GreenPT: a privacy and infrastructure-led option
GreenPT is the most business-oriented service here. It offers chat, document analysis, search and an OpenAI-compatible API, with data stored and processed in the EU. The company says it self-hosts open models, runs inference on renewable-powered European infrastructure, uses heat recovery and shows energy and carbon information for conversations.
Its strongest case is for organisations that want sustainability and European data handling in the same decision. GreenPT also says the original training of its models did not happen on green infrastructure; its sustainability explanation distinguishes training from its own hosting and inference.
This is a paid product after a trial. The current pricing page sets out individual and team tiers and a 14-day trial. That cost may deter casual users, but businesses may value the infrastructure, privacy controls and support. Renewable-powered inference is worthwhile, but is not a zero-impact model life cycle.
Treechat: proportionate models with a receipt on each answer
Treechat is built around a smaller intervention: use a right-sized model for ordinary questions, show the estimated impact beside the result, and fund one newly planted tree each month for every paid member.
The per-message receipt matters because averages can hide the difference between a short answer and a long one. We estimate energy from the model and token use, add data-centre overhead and convert that energy with a stated grid assumption. It is still a model, not direct measurement. Our methodology publishes the assumptions and explains what the estimate cannot know.
Treechat’s strength is that feedback loop. You can see that an answer has a footprint and compare the estimate with a larger-model baseline without visiting a separate dashboard. The planting commitment then sits alongside reduction, rather than being used to claim the computation itself was impact-free.
The trade-off is the same one that comes with small models generally. They can be less capable on hard reasoning, specialised knowledge and complicated code. Treechat is intended for the large middle of everyday AI use, not as proof that the smallest model is always the responsible choice. Important outputs should be checked whichever assistant you use.
A sensible way to choose
Choose Ecosia AI if you want a free, not-for-profit, search-centred assistant with optional AI and a mature climate organisation behind it. Choose EcoGPT if the simple message-to-tree mechanism and public planting record are your priorities, and its advertising-supported privacy terms suit your use. Choose GreenPT if EU hosting, business features, an API and renewable-powered inference justify a subscription. Choose Treechat if you want a free everyday chat that makes model efficiency and a visible estimate part of each answer.
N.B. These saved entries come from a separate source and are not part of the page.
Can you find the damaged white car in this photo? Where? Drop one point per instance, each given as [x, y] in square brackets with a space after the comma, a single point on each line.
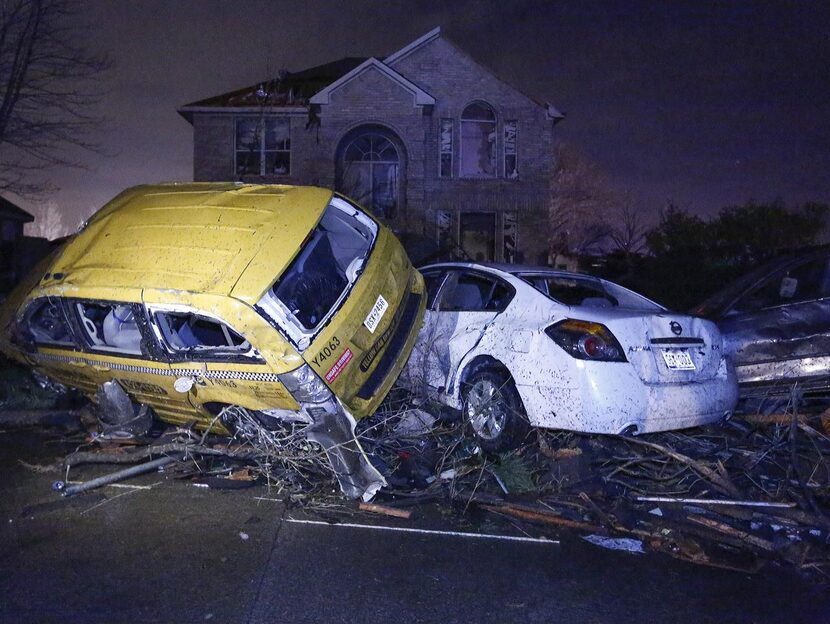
[514, 347]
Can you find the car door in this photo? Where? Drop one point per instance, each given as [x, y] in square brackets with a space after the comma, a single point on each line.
[466, 303]
[784, 318]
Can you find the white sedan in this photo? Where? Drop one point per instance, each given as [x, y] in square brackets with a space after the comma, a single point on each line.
[513, 347]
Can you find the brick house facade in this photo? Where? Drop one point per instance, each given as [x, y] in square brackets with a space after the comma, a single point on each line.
[450, 156]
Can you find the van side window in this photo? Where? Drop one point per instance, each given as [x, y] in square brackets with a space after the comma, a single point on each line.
[110, 326]
[47, 323]
[185, 332]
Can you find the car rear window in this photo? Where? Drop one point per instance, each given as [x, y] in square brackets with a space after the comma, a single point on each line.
[588, 292]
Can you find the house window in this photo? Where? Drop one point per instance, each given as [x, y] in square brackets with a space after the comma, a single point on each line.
[478, 141]
[478, 235]
[370, 167]
[510, 237]
[263, 146]
[446, 148]
[511, 165]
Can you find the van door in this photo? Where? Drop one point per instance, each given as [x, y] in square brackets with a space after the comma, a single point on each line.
[214, 364]
[118, 346]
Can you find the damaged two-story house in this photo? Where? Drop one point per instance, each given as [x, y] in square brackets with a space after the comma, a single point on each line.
[453, 158]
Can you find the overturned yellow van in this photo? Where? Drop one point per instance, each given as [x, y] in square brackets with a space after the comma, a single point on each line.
[290, 302]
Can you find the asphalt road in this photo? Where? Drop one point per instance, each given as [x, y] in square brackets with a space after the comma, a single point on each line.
[177, 553]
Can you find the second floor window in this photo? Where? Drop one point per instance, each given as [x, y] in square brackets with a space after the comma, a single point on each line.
[478, 141]
[263, 146]
[445, 140]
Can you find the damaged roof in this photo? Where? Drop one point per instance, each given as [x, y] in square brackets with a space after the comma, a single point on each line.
[287, 89]
[10, 211]
[198, 237]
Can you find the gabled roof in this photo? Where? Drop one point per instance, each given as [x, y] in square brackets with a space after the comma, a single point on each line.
[9, 210]
[421, 97]
[316, 84]
[288, 89]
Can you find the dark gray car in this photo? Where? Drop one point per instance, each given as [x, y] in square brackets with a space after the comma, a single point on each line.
[775, 323]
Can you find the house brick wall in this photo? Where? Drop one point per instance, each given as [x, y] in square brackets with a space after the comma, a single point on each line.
[454, 80]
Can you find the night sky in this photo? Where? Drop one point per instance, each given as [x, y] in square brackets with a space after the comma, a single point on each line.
[703, 104]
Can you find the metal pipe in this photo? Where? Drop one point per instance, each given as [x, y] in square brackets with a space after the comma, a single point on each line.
[119, 475]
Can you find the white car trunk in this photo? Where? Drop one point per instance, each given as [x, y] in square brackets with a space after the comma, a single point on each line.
[667, 348]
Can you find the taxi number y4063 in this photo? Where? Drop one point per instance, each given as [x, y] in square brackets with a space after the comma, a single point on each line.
[326, 352]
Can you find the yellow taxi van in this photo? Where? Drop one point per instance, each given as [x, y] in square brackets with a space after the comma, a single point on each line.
[291, 302]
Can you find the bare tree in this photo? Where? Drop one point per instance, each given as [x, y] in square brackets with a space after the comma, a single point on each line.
[629, 232]
[48, 90]
[581, 203]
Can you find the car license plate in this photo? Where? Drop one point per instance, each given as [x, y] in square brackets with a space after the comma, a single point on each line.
[377, 312]
[678, 360]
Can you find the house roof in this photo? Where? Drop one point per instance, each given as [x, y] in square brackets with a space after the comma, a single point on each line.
[288, 89]
[420, 97]
[314, 85]
[9, 210]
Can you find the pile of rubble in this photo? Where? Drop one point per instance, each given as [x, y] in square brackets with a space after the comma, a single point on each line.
[734, 496]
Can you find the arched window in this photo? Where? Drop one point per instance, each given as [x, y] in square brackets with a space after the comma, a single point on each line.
[478, 141]
[369, 164]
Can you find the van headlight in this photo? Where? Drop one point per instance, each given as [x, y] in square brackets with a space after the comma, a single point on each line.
[305, 386]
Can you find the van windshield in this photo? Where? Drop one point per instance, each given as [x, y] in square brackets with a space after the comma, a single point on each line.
[329, 262]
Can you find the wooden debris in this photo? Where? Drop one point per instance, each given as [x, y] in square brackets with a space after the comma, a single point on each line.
[709, 501]
[384, 510]
[535, 514]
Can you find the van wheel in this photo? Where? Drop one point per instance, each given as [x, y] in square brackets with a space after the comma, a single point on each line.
[493, 411]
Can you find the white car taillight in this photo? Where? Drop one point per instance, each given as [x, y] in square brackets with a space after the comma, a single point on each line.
[305, 386]
[586, 340]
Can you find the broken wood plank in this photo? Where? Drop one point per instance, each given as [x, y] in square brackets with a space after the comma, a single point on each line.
[537, 515]
[708, 501]
[386, 511]
[720, 481]
[15, 419]
[733, 532]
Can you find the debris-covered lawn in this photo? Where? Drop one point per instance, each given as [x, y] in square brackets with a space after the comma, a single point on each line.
[734, 496]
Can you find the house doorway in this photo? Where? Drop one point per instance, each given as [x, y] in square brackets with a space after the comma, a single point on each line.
[370, 165]
[477, 235]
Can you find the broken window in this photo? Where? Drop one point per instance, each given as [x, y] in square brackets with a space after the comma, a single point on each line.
[47, 324]
[511, 164]
[326, 266]
[191, 332]
[478, 235]
[445, 139]
[510, 240]
[478, 141]
[432, 282]
[263, 146]
[575, 291]
[110, 326]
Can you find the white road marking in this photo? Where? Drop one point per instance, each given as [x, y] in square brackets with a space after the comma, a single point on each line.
[509, 538]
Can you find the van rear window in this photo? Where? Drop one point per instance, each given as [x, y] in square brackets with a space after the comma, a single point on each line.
[328, 264]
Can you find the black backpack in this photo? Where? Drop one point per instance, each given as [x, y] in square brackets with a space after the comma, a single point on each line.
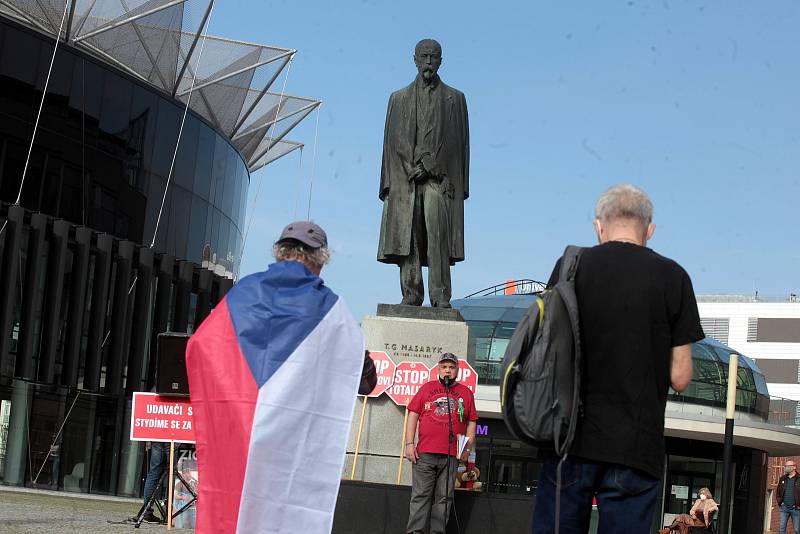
[540, 392]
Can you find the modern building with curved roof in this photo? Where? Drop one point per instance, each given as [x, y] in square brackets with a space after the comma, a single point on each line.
[694, 419]
[122, 219]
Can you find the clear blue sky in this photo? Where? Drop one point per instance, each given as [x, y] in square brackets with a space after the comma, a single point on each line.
[695, 102]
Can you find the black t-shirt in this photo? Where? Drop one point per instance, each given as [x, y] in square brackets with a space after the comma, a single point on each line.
[634, 305]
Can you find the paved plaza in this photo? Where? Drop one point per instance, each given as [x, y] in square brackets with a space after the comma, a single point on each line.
[38, 512]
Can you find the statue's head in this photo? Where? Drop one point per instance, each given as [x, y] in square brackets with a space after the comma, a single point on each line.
[428, 58]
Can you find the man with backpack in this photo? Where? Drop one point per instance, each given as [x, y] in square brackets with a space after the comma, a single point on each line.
[638, 319]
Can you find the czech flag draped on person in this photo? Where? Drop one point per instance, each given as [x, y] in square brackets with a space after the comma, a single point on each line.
[273, 374]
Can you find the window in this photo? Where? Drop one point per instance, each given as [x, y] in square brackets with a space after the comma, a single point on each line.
[718, 328]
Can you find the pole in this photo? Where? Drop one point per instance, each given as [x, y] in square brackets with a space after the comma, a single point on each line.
[727, 462]
[171, 483]
[358, 437]
[402, 448]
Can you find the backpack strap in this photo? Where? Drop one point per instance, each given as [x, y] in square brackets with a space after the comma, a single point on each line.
[569, 263]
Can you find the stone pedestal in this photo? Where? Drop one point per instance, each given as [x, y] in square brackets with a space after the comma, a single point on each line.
[405, 333]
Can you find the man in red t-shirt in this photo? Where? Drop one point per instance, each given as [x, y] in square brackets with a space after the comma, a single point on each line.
[431, 489]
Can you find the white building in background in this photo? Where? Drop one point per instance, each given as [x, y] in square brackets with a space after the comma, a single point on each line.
[766, 329]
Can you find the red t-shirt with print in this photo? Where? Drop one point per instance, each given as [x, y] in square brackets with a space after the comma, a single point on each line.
[430, 403]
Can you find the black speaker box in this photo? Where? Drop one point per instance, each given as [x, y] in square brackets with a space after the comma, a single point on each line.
[171, 376]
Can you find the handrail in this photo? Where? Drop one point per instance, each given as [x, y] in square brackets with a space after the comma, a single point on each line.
[523, 286]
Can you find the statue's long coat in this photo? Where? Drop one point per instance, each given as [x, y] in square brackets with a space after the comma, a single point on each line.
[451, 138]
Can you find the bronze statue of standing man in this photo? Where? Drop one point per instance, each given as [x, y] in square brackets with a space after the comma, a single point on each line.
[425, 180]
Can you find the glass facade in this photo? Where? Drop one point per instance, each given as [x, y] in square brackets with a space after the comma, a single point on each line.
[103, 151]
[83, 295]
[492, 321]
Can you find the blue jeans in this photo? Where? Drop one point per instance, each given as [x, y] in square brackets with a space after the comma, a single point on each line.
[626, 498]
[159, 454]
[785, 513]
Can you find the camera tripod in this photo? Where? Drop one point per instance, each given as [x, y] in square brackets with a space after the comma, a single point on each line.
[162, 508]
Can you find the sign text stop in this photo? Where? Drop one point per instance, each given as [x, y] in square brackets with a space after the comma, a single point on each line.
[408, 378]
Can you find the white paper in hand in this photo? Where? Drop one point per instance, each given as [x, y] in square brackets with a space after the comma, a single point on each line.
[462, 444]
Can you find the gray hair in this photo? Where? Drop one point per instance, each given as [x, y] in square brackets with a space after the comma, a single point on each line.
[428, 42]
[624, 201]
[291, 249]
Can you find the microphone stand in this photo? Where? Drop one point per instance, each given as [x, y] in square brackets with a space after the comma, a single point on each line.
[450, 439]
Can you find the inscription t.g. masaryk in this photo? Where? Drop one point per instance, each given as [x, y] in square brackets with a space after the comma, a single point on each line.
[425, 180]
[407, 351]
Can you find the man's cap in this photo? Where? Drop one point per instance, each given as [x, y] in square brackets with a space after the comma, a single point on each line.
[305, 232]
[448, 357]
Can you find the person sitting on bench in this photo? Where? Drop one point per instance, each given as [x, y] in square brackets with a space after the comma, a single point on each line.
[698, 516]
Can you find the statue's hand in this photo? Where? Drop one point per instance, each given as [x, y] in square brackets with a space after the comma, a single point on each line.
[419, 173]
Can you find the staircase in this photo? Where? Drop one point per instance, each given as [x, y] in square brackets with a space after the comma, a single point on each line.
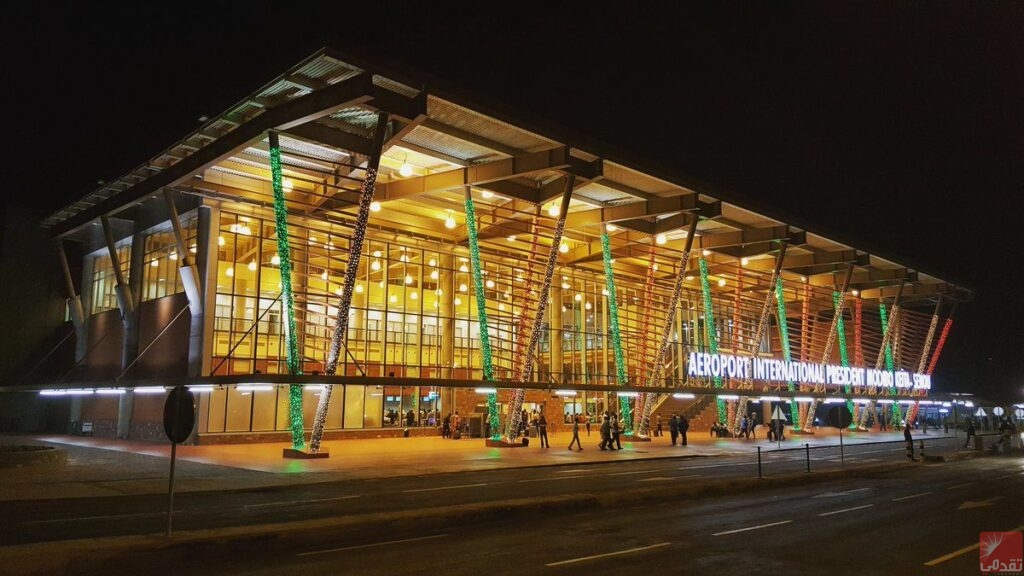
[701, 411]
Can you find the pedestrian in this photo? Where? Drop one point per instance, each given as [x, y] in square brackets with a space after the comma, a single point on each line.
[542, 427]
[970, 433]
[576, 434]
[615, 432]
[909, 443]
[605, 433]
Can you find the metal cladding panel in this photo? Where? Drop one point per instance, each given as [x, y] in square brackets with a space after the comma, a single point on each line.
[465, 119]
[356, 117]
[394, 86]
[449, 145]
[632, 178]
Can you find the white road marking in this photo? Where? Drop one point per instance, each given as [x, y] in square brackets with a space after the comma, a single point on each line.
[446, 487]
[634, 471]
[87, 518]
[901, 498]
[553, 479]
[373, 544]
[847, 509]
[752, 528]
[620, 552]
[294, 502]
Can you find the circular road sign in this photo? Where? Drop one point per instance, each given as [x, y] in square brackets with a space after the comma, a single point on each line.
[179, 414]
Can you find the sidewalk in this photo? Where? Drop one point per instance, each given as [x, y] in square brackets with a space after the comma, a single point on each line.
[98, 466]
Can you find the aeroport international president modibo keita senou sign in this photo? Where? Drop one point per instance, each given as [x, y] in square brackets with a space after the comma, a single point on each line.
[744, 367]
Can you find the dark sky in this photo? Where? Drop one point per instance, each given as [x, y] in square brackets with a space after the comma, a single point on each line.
[897, 126]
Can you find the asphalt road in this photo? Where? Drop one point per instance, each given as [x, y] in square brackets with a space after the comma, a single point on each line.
[27, 522]
[915, 520]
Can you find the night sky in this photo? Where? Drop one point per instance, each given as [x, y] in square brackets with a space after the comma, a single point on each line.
[898, 127]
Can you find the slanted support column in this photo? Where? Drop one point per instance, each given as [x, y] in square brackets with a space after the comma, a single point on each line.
[75, 306]
[189, 279]
[340, 336]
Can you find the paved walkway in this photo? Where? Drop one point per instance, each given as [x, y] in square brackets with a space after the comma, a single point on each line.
[98, 466]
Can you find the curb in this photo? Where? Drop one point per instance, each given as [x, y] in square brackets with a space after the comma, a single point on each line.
[46, 558]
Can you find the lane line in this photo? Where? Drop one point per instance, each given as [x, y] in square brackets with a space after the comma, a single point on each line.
[553, 479]
[607, 554]
[752, 528]
[88, 518]
[446, 487]
[314, 552]
[847, 509]
[901, 498]
[634, 472]
[294, 502]
[964, 550]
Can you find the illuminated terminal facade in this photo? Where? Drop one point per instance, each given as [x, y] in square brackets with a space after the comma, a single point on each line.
[419, 253]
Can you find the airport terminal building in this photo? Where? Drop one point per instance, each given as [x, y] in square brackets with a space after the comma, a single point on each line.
[424, 252]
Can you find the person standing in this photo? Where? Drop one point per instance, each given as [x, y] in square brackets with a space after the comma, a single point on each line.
[971, 430]
[576, 434]
[605, 433]
[909, 443]
[542, 427]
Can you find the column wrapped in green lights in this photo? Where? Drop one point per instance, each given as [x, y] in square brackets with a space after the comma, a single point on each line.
[783, 336]
[292, 346]
[616, 342]
[844, 356]
[897, 413]
[481, 306]
[711, 332]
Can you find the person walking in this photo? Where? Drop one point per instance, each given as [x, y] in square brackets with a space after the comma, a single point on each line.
[542, 427]
[605, 433]
[971, 430]
[576, 434]
[909, 443]
[615, 432]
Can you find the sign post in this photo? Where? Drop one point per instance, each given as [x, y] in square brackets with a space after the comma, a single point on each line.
[179, 418]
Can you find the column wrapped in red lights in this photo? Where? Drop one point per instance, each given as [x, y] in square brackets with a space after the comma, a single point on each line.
[663, 347]
[616, 342]
[911, 413]
[711, 332]
[340, 334]
[516, 398]
[284, 252]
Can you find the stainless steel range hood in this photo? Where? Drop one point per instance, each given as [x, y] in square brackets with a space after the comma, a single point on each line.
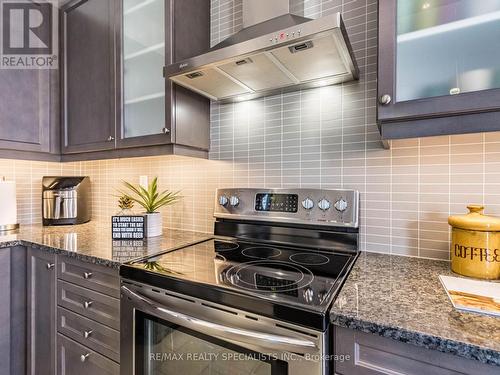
[284, 53]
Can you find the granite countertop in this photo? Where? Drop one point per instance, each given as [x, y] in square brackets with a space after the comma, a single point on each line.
[92, 242]
[402, 298]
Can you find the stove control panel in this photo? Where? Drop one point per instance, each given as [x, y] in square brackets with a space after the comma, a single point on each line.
[311, 206]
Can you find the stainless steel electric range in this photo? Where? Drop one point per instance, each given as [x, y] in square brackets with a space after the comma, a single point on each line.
[254, 299]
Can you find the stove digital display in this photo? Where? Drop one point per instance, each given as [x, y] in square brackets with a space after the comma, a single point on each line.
[273, 284]
[276, 202]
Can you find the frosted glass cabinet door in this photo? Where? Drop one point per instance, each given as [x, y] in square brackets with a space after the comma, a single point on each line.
[446, 47]
[143, 54]
[438, 67]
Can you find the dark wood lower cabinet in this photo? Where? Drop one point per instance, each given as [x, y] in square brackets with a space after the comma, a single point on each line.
[362, 353]
[41, 279]
[76, 359]
[12, 311]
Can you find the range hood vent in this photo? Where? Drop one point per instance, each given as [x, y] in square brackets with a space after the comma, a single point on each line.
[285, 53]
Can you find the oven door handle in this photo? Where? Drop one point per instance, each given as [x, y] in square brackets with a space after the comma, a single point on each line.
[274, 342]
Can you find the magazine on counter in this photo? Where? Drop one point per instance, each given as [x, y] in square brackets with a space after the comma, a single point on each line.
[473, 295]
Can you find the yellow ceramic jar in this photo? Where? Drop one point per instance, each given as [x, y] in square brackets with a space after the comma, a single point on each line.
[475, 244]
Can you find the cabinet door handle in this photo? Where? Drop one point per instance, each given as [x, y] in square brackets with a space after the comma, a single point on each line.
[385, 99]
[87, 334]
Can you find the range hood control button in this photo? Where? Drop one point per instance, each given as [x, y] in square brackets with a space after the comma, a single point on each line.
[324, 204]
[308, 203]
[223, 200]
[234, 201]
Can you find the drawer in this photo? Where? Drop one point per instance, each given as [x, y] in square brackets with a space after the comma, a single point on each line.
[75, 359]
[93, 335]
[93, 305]
[99, 278]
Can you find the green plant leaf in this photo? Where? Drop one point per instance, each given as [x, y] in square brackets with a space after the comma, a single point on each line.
[150, 199]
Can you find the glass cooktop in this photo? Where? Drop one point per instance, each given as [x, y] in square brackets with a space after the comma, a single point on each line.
[283, 275]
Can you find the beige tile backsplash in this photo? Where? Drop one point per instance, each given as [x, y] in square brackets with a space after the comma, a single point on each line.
[325, 138]
[404, 211]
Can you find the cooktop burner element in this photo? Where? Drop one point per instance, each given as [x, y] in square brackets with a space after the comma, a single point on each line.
[221, 246]
[261, 252]
[275, 252]
[270, 276]
[309, 259]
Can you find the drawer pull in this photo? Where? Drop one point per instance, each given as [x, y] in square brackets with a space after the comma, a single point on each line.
[87, 334]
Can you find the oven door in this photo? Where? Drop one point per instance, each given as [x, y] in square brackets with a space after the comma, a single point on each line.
[164, 333]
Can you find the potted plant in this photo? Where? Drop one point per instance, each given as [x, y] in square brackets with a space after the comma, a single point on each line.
[151, 200]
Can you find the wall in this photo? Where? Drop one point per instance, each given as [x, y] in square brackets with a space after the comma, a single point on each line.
[324, 138]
You can also mix tools. Use a small model for routine drafting and save a frontier reasoning model for the tasks that genuinely need it. Turn AI off when a list of links is better. Avoid pasting sensitive material into a service whose terms do not fit the work. “Use less, and use the right tool” is less exciting than a claim of guilt-free AI, but it is more defensible.
What makes Treechat different is not a promise that it has solved AI’s environmental cost. It is the combination of per-message receipts and a methodology designed to under-claim. When data is missing, we say it is an estimate. When boundaries differ, we try not to flatten them into a marketing ratio. And when we fund trees, we treat that as a separate, checkable action—not permission to pretend the electricity was never used.